Universidad Pontificia Bolivariana (COLOMBIA)
In today’s language ecologies (Mora, 2014), the physical and virtual weave in very creative ways. In the case of videogames, there is a growing interest in their contributions to literacy development (Beavis, 2015; Cogburn & Silcox, 2009; Gee, 2003; Hawisher & Selfe, 2007). Today’s videogames are more complex than they used to be, involving more intricate processes to master them and thrive in them. Due to the influence of English in diverse social and cultural spaces, digital environments find common ground with mainstream language.

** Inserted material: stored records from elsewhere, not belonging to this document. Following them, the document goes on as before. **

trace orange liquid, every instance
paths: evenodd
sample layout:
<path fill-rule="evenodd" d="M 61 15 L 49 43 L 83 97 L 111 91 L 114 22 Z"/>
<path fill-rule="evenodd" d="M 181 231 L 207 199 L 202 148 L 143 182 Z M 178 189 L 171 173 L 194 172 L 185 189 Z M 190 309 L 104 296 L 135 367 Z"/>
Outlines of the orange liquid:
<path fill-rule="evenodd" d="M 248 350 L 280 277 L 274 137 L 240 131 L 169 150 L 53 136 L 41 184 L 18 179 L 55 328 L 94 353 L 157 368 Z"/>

This presentation will share the findings of a study that seeks to understand, from the vantage point of gaming community members, how gamers use English, as a matter of language practices that make part of their success in the gaming experience. For this purpose, we proposed the following research questions: a) What social, cultural, and contextual factors are most influential in English language appropriation in the context of gaming and gaming communities? b) What roles does English play as a factor of success or failure in gaming performances in the case of second language users?

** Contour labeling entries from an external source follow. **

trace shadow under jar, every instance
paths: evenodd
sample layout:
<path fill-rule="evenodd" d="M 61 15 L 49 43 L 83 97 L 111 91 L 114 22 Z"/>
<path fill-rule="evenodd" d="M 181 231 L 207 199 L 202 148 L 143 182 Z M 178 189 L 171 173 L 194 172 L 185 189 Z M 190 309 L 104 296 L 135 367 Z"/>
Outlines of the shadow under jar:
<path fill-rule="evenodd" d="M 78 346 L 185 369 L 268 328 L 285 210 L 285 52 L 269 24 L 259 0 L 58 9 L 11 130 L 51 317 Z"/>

Our conceptual framework features two main notions. First, we rely on the idea of “city as literacy” (Mora, 2015) as support. We have built this notion from the New Literacy Studies tradition, in conjunction with four additional concepts that account for the new language configurations in physical and virtual spaces:
(a) multimodality (Kress, 2010; Mejía-Vélez & Salazar Patiño, 2014),
(b) polylanguaging (Chiquito & Rojas, 2014; Jørgensen, et al, 2011),
(c) metrolingualism (Peláez & M Castaño, 2015; Pennycook & Otsuji, 2015), and
(d) superdiversities (Blommaert & Rampton, 2011; Giraldo & S Castaño, 2014).

These concepts, in the realm of videogames, become very useful as they have enabled us, on the one hand, to understand gaming communities as something that, because it belongs to the virtual, transcends geography to locate participants in global communities. On the other, this framework opens spaces to understand gaming literacies (Jaramillo Villegas, 2014) as a multidimensional affair where multiple communicative, semiotic, and spatial resources come into play.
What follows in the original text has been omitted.